Роланд, по видимому дремавший, неловко повернулся на кресле.
– Кто возвращается к своему семейству? – спросил капитан.
– Надо знать – сказал отец – что Систи поймал приятеля, о котором данные вряд ли бы удовлетворили полицейского чиновника, и которого судьбу он считает себя обязанным взять под свое покровительство. Счастлив ты, что он не выворотил тебе карманов, Систи, – но он пожалуй сделал это, а ты этого не заметил? Как его имя?
– Вивиен – сказал я – Франсис Вивиен.
– Хорошее имя, Корнваллийское – сказал отец. – Некоторые производят его от Римского Vivianus, другие от Целтического слова, которое значит…
– Вивиен! – прервал Роланд. – Вивиен! Неужли это сын полковника Вивиен.

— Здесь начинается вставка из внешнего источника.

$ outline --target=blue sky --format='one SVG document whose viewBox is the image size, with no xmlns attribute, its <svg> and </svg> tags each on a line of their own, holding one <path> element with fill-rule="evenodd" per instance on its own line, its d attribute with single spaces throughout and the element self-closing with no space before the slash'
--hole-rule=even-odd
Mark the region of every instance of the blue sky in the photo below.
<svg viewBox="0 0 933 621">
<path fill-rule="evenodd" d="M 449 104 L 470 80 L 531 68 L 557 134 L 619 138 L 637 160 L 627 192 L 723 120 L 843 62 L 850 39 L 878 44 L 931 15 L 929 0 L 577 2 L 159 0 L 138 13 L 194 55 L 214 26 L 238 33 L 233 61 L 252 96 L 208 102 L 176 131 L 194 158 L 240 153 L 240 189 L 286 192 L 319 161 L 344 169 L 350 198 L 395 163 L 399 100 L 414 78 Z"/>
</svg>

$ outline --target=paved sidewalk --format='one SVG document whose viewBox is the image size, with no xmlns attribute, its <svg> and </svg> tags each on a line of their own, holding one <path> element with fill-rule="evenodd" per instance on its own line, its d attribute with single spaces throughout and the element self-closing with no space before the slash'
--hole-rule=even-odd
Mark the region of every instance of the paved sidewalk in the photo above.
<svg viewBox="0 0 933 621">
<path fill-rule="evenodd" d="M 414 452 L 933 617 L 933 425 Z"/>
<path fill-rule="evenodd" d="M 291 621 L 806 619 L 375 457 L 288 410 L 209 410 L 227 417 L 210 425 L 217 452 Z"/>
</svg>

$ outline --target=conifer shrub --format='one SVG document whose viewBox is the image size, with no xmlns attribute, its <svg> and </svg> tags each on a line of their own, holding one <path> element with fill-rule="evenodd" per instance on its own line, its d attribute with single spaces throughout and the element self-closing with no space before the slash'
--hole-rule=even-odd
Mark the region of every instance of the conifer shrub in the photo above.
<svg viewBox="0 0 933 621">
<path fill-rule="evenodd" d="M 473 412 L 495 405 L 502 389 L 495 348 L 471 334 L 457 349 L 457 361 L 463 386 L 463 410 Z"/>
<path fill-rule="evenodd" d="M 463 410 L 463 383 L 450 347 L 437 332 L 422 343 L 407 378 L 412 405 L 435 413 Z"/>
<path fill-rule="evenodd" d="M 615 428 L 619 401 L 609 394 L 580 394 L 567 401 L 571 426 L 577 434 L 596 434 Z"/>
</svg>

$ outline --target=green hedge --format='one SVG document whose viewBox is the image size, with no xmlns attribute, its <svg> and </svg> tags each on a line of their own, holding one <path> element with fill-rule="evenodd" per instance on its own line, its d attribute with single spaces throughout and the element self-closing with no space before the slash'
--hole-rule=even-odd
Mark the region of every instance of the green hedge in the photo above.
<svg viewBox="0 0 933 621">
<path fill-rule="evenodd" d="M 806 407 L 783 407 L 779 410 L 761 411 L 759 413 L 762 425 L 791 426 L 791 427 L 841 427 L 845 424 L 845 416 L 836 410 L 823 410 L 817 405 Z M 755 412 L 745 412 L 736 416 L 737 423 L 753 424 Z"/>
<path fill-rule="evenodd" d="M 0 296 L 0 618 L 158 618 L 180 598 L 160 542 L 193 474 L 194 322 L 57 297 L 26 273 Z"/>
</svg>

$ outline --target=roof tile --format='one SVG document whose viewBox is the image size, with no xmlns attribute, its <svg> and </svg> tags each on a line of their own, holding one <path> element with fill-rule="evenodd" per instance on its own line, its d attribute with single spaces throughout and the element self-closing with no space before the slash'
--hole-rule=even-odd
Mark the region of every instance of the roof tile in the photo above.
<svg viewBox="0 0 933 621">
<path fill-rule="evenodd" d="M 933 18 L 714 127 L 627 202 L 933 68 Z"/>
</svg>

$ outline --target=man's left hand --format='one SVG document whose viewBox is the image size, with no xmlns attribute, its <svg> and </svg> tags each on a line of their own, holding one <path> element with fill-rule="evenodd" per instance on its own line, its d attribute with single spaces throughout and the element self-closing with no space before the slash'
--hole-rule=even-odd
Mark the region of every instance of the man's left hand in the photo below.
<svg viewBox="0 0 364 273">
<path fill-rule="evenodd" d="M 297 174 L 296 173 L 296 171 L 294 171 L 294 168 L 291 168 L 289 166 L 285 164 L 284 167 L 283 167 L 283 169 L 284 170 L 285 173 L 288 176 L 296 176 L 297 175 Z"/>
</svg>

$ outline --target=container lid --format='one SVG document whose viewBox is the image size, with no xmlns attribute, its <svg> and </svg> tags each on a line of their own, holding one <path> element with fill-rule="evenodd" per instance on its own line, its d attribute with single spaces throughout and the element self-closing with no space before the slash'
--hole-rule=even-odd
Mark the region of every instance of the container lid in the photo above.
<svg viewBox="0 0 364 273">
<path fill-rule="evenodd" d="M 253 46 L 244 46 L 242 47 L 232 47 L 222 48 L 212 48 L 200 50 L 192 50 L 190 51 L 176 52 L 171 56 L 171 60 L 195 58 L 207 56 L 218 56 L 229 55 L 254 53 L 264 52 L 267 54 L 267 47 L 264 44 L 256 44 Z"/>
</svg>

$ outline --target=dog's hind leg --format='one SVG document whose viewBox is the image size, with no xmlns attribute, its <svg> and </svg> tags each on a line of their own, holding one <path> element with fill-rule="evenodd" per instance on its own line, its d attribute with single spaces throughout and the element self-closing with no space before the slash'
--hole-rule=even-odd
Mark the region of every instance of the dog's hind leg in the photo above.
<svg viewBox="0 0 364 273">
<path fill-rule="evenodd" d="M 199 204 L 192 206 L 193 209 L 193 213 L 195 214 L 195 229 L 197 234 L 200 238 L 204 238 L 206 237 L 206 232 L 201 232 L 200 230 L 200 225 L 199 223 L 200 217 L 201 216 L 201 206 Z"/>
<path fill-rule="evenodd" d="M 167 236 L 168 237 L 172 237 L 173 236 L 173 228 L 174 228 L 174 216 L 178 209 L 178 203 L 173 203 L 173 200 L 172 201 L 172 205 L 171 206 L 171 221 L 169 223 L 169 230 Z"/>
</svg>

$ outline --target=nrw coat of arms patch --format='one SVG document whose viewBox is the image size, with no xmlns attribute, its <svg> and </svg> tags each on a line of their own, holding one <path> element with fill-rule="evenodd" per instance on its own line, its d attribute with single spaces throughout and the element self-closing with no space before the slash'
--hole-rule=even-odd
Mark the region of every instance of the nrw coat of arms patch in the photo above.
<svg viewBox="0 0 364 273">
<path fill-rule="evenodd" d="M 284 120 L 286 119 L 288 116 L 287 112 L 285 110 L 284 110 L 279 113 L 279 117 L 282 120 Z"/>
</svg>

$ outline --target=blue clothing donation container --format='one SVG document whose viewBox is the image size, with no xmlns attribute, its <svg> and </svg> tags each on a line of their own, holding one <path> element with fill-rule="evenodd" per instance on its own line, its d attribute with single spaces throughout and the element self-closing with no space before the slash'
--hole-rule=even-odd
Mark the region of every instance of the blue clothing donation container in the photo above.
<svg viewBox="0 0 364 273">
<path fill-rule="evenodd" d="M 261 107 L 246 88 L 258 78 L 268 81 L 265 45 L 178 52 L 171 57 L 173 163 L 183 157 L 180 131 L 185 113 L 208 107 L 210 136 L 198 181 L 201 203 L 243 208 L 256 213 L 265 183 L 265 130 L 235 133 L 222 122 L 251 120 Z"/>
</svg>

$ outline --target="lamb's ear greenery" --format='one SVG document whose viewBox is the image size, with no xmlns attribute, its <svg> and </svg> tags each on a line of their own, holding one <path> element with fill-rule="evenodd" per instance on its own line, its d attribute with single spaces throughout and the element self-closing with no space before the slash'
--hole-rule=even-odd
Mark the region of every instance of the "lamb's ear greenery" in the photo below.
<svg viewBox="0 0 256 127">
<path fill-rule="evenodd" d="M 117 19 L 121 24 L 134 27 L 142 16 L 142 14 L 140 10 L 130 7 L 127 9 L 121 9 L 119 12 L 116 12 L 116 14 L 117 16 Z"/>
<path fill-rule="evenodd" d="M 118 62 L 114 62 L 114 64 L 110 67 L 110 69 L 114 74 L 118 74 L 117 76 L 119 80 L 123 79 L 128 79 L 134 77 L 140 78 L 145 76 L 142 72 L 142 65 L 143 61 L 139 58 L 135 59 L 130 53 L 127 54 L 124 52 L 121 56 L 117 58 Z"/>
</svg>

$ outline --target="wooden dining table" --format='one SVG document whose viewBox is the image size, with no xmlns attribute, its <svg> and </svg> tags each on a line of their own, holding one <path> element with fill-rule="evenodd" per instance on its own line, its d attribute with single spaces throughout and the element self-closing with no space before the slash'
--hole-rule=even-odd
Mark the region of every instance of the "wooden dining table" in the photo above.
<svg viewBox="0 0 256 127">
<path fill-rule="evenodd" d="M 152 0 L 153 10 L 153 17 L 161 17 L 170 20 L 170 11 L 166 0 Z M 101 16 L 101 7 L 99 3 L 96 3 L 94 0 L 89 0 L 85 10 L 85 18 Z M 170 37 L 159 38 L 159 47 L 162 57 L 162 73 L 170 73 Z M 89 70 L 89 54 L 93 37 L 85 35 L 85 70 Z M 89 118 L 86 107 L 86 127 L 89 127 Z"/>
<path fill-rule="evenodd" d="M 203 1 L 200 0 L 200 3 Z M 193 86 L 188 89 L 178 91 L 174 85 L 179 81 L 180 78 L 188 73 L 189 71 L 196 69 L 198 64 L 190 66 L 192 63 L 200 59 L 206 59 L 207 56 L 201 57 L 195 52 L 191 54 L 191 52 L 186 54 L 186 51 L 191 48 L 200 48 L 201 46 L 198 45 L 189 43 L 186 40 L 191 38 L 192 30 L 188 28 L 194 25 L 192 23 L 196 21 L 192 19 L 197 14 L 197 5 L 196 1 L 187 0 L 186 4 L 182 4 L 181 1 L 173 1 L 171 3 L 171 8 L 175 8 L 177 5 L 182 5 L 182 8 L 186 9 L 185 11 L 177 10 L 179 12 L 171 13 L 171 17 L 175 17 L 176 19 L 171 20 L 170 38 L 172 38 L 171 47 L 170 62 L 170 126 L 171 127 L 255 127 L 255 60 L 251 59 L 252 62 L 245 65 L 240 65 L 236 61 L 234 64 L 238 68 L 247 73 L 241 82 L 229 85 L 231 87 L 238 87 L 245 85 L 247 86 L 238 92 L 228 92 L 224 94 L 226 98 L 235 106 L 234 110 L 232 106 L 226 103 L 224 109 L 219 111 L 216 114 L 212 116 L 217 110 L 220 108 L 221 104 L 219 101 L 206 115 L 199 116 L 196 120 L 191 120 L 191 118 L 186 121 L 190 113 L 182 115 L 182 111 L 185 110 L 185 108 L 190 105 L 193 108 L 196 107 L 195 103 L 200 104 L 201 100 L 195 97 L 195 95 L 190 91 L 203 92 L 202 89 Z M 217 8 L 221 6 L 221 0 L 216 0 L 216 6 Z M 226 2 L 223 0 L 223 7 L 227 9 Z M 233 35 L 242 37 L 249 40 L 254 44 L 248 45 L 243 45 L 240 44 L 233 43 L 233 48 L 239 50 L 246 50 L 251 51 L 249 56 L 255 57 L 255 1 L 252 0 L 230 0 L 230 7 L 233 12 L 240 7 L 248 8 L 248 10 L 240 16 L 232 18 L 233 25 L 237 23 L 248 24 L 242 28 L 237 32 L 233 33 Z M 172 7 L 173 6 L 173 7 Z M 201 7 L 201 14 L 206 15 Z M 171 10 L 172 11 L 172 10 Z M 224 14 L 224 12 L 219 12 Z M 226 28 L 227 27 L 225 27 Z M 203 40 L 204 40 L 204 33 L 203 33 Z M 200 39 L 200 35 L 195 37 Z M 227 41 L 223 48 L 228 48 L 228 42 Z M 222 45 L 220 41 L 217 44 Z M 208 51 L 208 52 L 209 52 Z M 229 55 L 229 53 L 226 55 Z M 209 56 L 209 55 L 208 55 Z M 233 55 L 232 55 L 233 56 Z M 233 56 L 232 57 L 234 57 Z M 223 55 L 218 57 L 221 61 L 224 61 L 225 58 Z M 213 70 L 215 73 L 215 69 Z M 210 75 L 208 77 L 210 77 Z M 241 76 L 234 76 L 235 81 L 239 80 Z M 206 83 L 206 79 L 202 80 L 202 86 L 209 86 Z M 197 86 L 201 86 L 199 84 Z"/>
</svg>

– Он, непременно, должен быть сын джентльмена – сказал я, – но он никогда не говорил мне ничего ни о своем семействе, ни о родстве.
– Вивиен – повторил дядя – бедный полковник Вивиен! Так молодой человек возвращается к своему отцу? Он: должен быть он. А!
– Что вы знаете о полковнике Вивиен и его сыне? – спросил я. – расскажите пожалуйста, я принимаю такое участие в этом молодом человек.
– Я ничего не знаю ни о том, ни о другом, кроме кое-каких слухов, – отвечал дядя не в духе. Мне говорили, что полковник Вивиен, отличный офицер и достойный человек, был ужасно… ужасно… (голос Роланда задрожал) сердит на сына, которому не позволил – почти еще ребенку – вступить в неровный брак, и который убежал, думали, в Америку. Эта история тогда меня тронула! – прибавил дядя, силясь говорить хладнокровно.
Мы все молчали, ибо чувствовали, почему дядя был так расстроен и почему горе полковника Вивиена так задело его. Сходство в несчастиях делает братьями даже незнакомых.
– Так вы говорите, что он собирается вернуться к своему семейству: сердечно радуюсь этому! – сказал любезный, старый солдат.
Подали свечи, и, две минуты спустя, мы сидели с дядей друг подле друга; я читал над его плечом, а палец его безмолвно указывал на место, которое так поразило его: «Я не жаловался; разве я жаловался? и я не буду жаловаться».